Mr. Speaker, I want to correct a statement. The hon. member said that during the Vietnam war the people who came to Canada were all conscripted. That is not true. Some of them were, but there is a good number who fought in Vietnam voluntarily and then refused to continue fighting. Some volunteered and then decided, after seeing what other soldiers were going through, not to go at all. Of the 50,000 people who came to Canada, a good percentage of them were in fact not conscripted.

Also, we cannot presuppose that these young men and women are criminals. I talked about Sergeant Patrick Hart, who has been in the army for eight years. He is a decorated solider. To say that these people are criminals is presupposing that they have committed a crime. Can we say to a person who has refused to kill another human being that he or she has committed a crime? I do not consider that to be a crime, especially in a war that is not sanctioned by the United Nations and a war in which Canada refused to participate. I am quite proud that Canada did not send soldiers to Iraq, and as such, they did not have to go through the kind of experiences that many of these war resisters have had to experience.
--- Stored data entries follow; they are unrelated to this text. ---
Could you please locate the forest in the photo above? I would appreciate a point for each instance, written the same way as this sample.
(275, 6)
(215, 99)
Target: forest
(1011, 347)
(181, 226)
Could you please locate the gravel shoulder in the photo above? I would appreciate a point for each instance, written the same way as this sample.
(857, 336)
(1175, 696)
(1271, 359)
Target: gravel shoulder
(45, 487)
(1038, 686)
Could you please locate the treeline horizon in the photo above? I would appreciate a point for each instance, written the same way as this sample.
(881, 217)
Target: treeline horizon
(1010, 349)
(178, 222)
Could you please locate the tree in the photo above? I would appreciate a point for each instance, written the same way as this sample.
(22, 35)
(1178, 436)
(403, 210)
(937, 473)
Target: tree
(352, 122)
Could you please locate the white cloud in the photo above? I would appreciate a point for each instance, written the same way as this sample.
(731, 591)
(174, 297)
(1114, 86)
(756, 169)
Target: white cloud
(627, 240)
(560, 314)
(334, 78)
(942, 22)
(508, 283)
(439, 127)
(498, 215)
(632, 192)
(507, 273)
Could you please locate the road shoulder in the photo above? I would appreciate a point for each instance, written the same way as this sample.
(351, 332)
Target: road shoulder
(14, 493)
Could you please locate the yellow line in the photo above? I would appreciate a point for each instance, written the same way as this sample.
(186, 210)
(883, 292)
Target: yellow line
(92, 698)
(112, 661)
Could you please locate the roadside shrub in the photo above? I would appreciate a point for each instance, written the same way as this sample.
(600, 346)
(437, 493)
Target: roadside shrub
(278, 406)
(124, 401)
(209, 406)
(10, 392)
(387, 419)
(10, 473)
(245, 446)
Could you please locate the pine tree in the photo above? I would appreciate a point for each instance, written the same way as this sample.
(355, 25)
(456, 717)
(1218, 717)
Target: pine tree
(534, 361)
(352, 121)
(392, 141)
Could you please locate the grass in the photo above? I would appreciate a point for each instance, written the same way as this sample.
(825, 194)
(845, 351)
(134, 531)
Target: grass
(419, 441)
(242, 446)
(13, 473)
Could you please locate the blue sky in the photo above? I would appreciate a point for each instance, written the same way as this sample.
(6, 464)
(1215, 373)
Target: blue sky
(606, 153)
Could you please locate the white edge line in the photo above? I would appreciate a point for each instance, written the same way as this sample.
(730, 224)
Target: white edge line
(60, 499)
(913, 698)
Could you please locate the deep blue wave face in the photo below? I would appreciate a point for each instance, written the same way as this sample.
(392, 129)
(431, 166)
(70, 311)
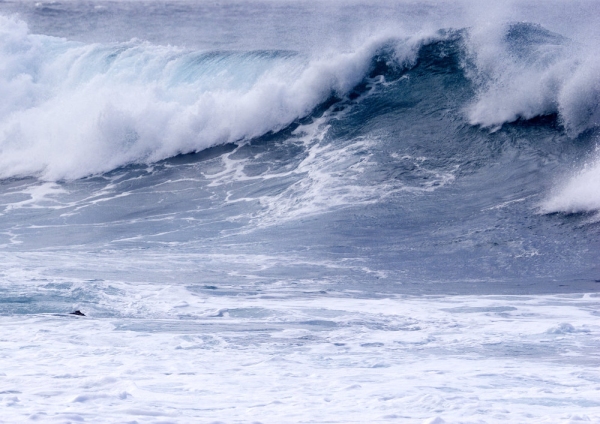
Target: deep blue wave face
(384, 189)
(299, 211)
(407, 165)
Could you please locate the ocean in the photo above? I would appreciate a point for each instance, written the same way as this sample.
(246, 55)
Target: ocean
(281, 211)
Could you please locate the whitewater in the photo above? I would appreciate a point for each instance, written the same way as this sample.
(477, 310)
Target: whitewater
(296, 211)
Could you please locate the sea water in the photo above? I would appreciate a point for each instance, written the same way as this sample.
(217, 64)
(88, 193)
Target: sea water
(299, 211)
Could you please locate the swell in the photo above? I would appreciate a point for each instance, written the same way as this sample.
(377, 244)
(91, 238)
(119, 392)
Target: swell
(76, 109)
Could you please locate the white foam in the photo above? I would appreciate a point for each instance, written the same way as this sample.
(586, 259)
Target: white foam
(327, 359)
(72, 109)
(580, 193)
(553, 75)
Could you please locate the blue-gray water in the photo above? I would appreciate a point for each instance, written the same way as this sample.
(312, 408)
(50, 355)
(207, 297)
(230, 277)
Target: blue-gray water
(279, 184)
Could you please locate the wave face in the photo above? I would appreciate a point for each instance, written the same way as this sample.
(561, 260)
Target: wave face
(360, 206)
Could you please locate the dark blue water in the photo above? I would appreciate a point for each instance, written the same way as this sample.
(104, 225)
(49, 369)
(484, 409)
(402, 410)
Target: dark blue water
(411, 167)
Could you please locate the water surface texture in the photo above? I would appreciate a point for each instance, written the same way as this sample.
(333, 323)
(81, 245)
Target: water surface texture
(282, 211)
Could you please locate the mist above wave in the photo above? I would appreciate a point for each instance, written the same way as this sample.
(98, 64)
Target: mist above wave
(77, 109)
(523, 71)
(73, 109)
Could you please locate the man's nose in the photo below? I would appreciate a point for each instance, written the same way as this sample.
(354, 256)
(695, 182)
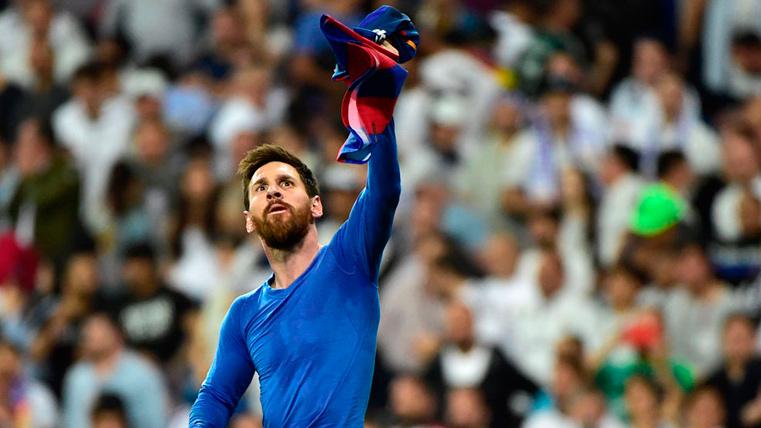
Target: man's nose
(274, 193)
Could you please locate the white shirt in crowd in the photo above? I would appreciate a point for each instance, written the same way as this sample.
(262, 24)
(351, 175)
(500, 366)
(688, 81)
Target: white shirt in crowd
(96, 145)
(613, 215)
(65, 37)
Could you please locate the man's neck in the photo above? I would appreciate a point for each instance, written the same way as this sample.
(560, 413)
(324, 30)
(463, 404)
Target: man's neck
(290, 264)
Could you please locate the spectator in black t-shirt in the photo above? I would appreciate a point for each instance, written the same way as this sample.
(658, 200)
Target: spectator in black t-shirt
(463, 363)
(153, 318)
(739, 378)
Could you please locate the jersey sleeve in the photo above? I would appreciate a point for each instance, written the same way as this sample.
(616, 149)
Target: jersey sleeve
(362, 238)
(228, 378)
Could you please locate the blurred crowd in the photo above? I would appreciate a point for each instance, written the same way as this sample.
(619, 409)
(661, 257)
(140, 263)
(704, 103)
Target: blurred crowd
(578, 242)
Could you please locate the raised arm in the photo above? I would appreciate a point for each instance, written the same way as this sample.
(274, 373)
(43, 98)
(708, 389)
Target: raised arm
(228, 378)
(364, 235)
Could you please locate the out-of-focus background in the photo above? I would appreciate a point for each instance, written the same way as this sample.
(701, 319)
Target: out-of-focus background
(578, 241)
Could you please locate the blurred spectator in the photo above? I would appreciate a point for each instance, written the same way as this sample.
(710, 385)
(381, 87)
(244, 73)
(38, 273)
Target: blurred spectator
(674, 124)
(705, 409)
(493, 162)
(154, 318)
(253, 106)
(60, 319)
(23, 401)
(552, 405)
(633, 345)
(95, 127)
(107, 366)
(695, 311)
(466, 409)
(144, 23)
(622, 187)
(722, 67)
(514, 31)
(463, 363)
(645, 405)
(412, 316)
(45, 206)
(559, 138)
(551, 311)
(192, 229)
(738, 379)
(412, 404)
(340, 187)
(34, 22)
(45, 94)
(495, 300)
(735, 211)
(635, 96)
(108, 412)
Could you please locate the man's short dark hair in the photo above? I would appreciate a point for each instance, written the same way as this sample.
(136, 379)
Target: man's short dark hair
(140, 251)
(668, 161)
(91, 71)
(626, 155)
(267, 153)
(109, 403)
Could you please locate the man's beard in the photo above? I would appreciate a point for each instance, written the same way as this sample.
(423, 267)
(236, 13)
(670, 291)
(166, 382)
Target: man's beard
(281, 233)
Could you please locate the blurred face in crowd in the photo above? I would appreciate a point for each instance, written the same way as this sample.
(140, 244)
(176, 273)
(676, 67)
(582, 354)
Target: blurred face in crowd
(621, 289)
(563, 65)
(38, 15)
(466, 409)
(198, 182)
(152, 142)
(41, 59)
(740, 157)
(81, 275)
(254, 84)
(459, 324)
(100, 339)
(550, 275)
(410, 400)
(694, 270)
(641, 400)
(109, 419)
(31, 151)
(557, 105)
(611, 168)
(670, 90)
(226, 28)
(588, 408)
(507, 116)
(10, 366)
(739, 339)
(280, 209)
(565, 12)
(89, 91)
(428, 207)
(650, 61)
(747, 56)
(705, 409)
(567, 379)
(140, 275)
(499, 256)
(543, 228)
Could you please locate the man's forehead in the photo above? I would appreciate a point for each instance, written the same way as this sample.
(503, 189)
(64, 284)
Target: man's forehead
(274, 169)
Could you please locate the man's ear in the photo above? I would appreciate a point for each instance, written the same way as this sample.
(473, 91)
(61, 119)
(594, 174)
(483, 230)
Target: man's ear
(316, 207)
(249, 222)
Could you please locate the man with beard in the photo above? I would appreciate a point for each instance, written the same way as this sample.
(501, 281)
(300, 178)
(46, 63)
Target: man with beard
(310, 330)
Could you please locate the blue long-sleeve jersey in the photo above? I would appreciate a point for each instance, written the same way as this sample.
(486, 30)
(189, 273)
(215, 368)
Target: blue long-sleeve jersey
(313, 343)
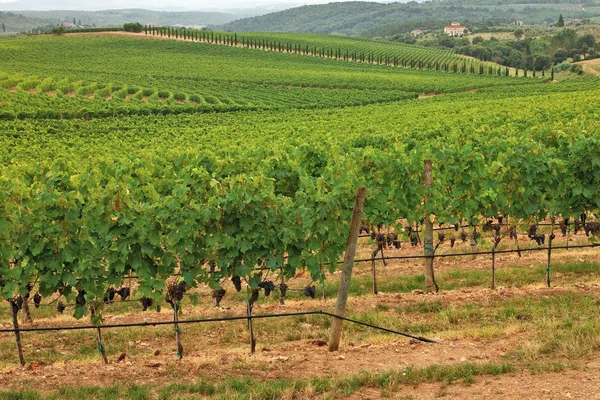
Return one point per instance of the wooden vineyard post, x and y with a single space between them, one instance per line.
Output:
26 317
250 330
374 271
340 306
550 238
15 309
430 285
282 296
494 260
177 331
101 345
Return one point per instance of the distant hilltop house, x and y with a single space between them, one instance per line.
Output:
455 29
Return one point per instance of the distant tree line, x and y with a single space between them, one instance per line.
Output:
527 53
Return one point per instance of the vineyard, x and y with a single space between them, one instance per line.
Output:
179 175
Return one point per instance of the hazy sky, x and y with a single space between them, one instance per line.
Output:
158 4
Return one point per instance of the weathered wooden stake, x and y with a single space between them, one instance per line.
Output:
250 330
550 238
26 317
177 331
340 307
494 261
430 285
101 345
282 297
374 270
15 310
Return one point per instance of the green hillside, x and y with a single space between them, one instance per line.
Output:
356 18
18 22
146 17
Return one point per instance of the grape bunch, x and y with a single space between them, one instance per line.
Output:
309 291
564 225
29 287
283 289
237 282
37 299
175 292
16 303
80 300
441 237
146 303
532 231
218 295
490 226
109 296
124 293
268 286
60 307
577 227
539 239
414 240
592 227
254 295
392 240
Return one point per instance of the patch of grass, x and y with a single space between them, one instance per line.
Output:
246 388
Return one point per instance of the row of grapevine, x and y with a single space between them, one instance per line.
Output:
341 48
87 203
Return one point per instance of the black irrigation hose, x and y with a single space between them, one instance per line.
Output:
422 339
471 254
222 319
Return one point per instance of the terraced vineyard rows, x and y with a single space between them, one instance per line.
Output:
86 201
341 48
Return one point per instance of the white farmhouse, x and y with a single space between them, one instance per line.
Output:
455 29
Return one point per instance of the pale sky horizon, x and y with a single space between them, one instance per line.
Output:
196 5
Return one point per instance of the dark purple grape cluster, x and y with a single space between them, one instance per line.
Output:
532 231
564 226
268 286
254 296
392 240
309 291
441 237
60 307
80 300
592 227
16 303
37 299
283 289
577 226
175 293
124 293
218 295
29 287
146 303
109 296
237 282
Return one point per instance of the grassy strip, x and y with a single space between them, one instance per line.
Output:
236 388
361 285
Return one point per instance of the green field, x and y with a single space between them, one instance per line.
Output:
158 158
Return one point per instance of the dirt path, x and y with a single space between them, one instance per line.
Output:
591 66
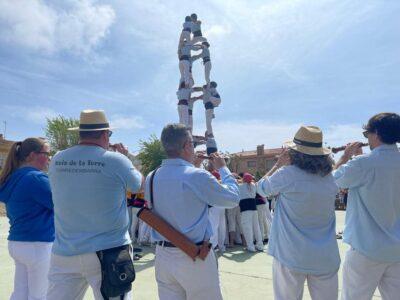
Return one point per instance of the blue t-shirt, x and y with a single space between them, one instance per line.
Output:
89 187
27 197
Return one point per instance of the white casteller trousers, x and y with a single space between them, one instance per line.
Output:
70 276
264 219
184 68
234 222
207 70
251 230
218 223
362 275
134 223
32 262
209 117
183 112
289 285
180 278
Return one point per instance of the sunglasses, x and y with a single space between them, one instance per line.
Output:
44 152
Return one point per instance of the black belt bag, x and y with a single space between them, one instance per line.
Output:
117 271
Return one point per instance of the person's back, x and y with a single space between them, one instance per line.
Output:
305 207
303 238
378 190
177 177
180 193
89 199
90 185
373 211
25 190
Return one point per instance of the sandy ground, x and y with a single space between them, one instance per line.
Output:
243 275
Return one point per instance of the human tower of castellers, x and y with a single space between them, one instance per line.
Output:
230 226
69 223
191 39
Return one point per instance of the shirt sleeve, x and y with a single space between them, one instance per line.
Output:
41 192
207 188
131 177
350 175
274 184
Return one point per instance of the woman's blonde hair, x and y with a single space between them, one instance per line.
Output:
17 155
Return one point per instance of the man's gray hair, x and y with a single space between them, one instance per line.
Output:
173 138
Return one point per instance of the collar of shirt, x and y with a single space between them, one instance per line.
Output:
176 162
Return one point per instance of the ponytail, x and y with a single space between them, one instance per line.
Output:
17 155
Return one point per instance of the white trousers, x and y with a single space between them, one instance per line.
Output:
207 70
264 219
134 223
70 276
32 261
183 112
180 278
209 117
144 232
362 275
198 39
289 285
251 230
184 68
218 223
234 223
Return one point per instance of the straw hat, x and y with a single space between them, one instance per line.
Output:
308 140
92 120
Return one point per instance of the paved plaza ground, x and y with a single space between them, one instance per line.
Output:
243 275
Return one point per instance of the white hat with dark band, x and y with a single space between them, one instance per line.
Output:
308 140
92 120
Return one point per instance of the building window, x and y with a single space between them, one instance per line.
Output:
251 164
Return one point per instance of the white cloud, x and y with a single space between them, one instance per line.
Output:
33 114
77 27
246 135
127 122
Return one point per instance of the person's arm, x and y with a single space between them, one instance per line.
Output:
350 174
352 149
40 189
274 181
196 57
196 98
207 188
197 89
131 177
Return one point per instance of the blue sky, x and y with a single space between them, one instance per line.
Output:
278 64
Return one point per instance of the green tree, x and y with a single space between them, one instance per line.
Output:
151 154
58 135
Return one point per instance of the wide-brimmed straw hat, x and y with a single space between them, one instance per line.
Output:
308 140
92 120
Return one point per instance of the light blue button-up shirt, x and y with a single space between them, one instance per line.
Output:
373 207
303 236
182 193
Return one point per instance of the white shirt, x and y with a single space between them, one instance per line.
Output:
303 236
373 203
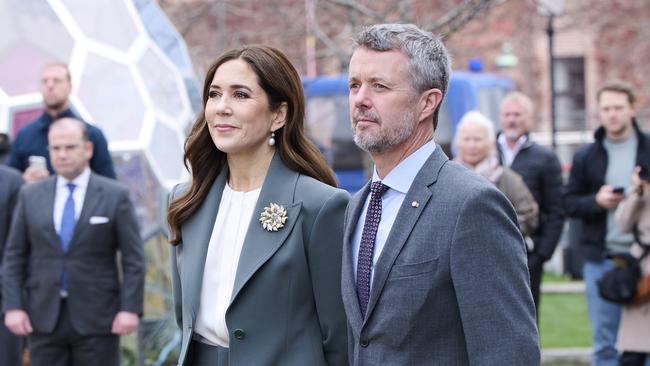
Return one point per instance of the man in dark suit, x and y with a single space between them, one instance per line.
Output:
31 140
10 182
62 249
540 169
434 266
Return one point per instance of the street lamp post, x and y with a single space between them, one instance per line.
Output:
551 70
551 9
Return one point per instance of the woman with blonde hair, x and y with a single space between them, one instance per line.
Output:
474 140
258 232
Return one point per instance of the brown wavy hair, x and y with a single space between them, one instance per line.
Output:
281 83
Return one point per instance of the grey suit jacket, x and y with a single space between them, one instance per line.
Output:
10 182
286 306
34 259
451 285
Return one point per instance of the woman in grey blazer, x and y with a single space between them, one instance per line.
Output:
258 231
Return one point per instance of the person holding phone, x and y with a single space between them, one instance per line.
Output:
594 191
633 213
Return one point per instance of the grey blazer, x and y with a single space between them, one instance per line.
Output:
451 285
34 258
286 306
10 182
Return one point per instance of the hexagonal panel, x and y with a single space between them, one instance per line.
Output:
108 22
167 152
32 35
109 93
133 170
163 83
20 116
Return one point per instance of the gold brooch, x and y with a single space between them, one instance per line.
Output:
274 217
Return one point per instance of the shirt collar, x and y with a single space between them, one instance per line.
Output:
402 176
81 181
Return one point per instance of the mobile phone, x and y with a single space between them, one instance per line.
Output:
38 162
644 173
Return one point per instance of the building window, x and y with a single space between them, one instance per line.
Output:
570 93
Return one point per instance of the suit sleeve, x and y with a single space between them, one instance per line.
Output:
552 214
132 250
325 252
101 162
176 279
15 259
490 278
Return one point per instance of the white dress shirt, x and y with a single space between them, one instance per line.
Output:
226 242
399 182
62 193
507 153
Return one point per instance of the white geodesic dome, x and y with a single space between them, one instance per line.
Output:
132 78
131 74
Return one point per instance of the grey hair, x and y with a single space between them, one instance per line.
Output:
429 61
479 119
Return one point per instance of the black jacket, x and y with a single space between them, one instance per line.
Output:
540 169
587 176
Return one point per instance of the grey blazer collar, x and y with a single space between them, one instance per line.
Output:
421 191
259 244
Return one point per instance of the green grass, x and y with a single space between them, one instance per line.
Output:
564 322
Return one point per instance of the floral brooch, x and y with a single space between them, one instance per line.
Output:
274 217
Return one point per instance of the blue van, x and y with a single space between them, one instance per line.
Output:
328 120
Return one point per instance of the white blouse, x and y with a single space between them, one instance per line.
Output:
226 241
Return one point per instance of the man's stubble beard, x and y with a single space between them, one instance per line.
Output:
385 139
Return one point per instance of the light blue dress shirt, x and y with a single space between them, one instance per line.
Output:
399 181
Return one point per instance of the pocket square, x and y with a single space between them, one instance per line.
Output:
94 220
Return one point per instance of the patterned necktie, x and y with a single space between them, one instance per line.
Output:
67 220
367 246
67 229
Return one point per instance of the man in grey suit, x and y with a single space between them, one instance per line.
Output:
62 249
10 182
434 266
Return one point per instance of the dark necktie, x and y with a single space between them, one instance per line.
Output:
367 245
67 228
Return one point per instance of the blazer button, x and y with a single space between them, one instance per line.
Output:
364 342
239 334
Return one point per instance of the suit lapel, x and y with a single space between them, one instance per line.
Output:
348 286
196 232
421 191
260 244
93 198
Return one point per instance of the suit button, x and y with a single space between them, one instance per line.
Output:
364 342
239 334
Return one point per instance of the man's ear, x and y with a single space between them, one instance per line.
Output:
279 117
429 101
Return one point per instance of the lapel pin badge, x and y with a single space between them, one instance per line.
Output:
273 217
We need to listen to their words. Joshua Key, for example, said that he saw a young girl being shot in the back of the head. After that experience, even though he had been there for over a year, he could not continue that kind of tour of duty and he left.

I hope that my colleague takes the time to read the account of these soldiers who are in the Iraq war and understand that some of them have been subject to a stop-loss extension, which means that they had to go back for a second, third or fourth tour of duty and they did not want to do so. There is nothing voluntary about that. They are conscripted to go back many times against their will. That is why they are here.

Citizenship and Immigration
Committees of the House
Routine Proceedings

10:35 a.m.

Liberal

Paul Szabo Mississauga South, ON

Mr. Speaker, this is an issue which is important for the House to consider. More important, when matters such as this one come before the House and we have the conclusion and the recommendation of the committee but none of the substantive argument, it makes it very difficult for the House to understand the compelling reasons that a particular position ought to be taken.

I would ask the member, rather than her interpretation, to give the House an indication of the substantive arguments that were made by witnesses before the committee as to why we ought not to move forward as recommended by the committee.